O Presidente norte-americano refere ainda que a Turquia e a Europa “devem vigiar os combatentes do Estado Islâmico” e as respetivas famílias.  

“Os Estados Unidos fizeram muito mais do que era esperado, incluindo a derrota a 100 por cento do Estado Islâmico. Agora, é hora de outros países da região, alguns com grande riqueza, protegerem o seu próprio território”, acrescentou.   

Durante o dia de segunda-feira, Donald Trump continuou a justificar a decisão perante os críticos internos, garantindo que a discutiu com vários responsáveis. No entanto, em declarações à CNN, dois responsáveis da área da Defesa confirmaram que nem o secretário da Defesa, Mark Esper, nem o chefe do Estado-Maior, Mark Milley, foram informados. 

Já esta terça-feira, Donald Trump criticou no Twitter aqueles que "esqueceram que a Turquia é um grande parceiro comercial dos Estados Unidos".

"Lembrem-se também que a Turquia é um membro importante para o bom posicionamento da NATO", acrescentou ainda.


Em relação aos curdos, Trump insiste que não está a abandonar antigos aliados na luta contra o autoproclamado Estado Islâmico. "Podemos estar num processo de saída da Síria, mas não abandonámos de qualquer forma os curdos, um povo especial com combatentes magníficos", afirmou noutro tweet.
90 mil prisioneiros do Estado Islâmico

No comunicado de domingo, a Casa Branca sublinhava também que os Estados Unidos “pressionaram a França, Alemanha e outras nações europeias, de onde vieram vários combatentes do Estado Islâmico capturados, para que os levasse de volta, mas eles não os quiseram”.  

“Os Estados Unidos não os vão manter por muitos anos com um grande custo para os contribuintes norte-americanos.
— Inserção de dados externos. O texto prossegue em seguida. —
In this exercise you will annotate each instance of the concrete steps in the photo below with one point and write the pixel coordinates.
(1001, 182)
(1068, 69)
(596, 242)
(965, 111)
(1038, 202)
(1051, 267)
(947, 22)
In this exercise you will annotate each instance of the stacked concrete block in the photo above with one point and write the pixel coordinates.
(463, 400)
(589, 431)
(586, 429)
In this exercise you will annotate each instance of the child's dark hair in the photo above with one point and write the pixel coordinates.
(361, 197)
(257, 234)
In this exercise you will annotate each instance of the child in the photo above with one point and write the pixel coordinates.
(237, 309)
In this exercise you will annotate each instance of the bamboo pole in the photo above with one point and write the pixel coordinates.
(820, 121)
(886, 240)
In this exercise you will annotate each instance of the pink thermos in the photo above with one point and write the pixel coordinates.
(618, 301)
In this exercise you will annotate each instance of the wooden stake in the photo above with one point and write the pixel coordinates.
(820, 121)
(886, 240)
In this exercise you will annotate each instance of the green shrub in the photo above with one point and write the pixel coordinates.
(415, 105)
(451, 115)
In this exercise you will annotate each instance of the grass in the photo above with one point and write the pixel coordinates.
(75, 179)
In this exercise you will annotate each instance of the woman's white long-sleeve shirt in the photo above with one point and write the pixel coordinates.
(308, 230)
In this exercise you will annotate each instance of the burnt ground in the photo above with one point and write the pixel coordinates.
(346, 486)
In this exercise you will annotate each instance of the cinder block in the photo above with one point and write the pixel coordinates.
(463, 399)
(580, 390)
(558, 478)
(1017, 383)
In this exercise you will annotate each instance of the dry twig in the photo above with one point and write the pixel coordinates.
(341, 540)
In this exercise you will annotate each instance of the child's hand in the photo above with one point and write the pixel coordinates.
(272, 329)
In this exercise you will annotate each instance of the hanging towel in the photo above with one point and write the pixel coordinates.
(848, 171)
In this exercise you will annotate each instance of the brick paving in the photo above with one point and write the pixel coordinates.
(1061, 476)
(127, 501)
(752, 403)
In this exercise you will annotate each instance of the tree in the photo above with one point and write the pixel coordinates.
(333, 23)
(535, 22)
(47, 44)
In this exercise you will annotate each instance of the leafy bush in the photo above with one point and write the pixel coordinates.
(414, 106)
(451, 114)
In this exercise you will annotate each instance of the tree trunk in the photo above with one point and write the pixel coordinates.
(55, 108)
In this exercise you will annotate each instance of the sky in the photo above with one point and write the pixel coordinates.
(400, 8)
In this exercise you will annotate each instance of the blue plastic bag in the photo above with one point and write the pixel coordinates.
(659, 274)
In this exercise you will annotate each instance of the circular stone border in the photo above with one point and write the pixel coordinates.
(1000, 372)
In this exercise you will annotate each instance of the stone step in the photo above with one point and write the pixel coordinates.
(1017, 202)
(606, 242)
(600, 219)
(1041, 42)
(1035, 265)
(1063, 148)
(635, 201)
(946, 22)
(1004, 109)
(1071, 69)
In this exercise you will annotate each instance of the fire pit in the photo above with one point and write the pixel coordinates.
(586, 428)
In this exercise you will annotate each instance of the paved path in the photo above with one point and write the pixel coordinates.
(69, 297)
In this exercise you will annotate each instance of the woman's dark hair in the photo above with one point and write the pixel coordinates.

A Turquia será agora responsável por todos os combatentes do Estado Islâmico na área capturada nos últimos dois anos, após a derrota do califado territorial”, acrescenta ainda o comunicado.  

De facto, uma das principais preocupações geradas a nível internacional por esta ação repentina dos Estados Unidos é a de um eventual ressurgimento do autoproclamado Estado Islâmico. 

Martin Chulov, correspondente no Médio Oriente para o jornal The Guardian, salienta que as milícias curdas controlam quatro campos de detenção onde se encontram cerca de 90 mil prisioneiros e familiares ligados ao grupo terrorista.

De acordo com o jornal britânico, um dos campos em causa, em al-Hol, não consta sequer nos mapas que os turcos prepararam para a operação, pelo que a atribuição de responsabilidades pelos milhares de prisioneiros por Washington poderá ter apanhado Ancara de surpresa.

O correspondente especula sobre a motivação por parte dos guardas e seguranças destes campos, que perante a luz verde conferida pelos Estados Unidos a uma intervenção turca, terão agora muito menor incentivos para continuar a ajudar no controlo dos detidos, e traça o paralelismo entre os campos de detenção administrados pelos norte-americanos após a guerra no Iraque, que estiveram na génese do próprio Estado Islâmico.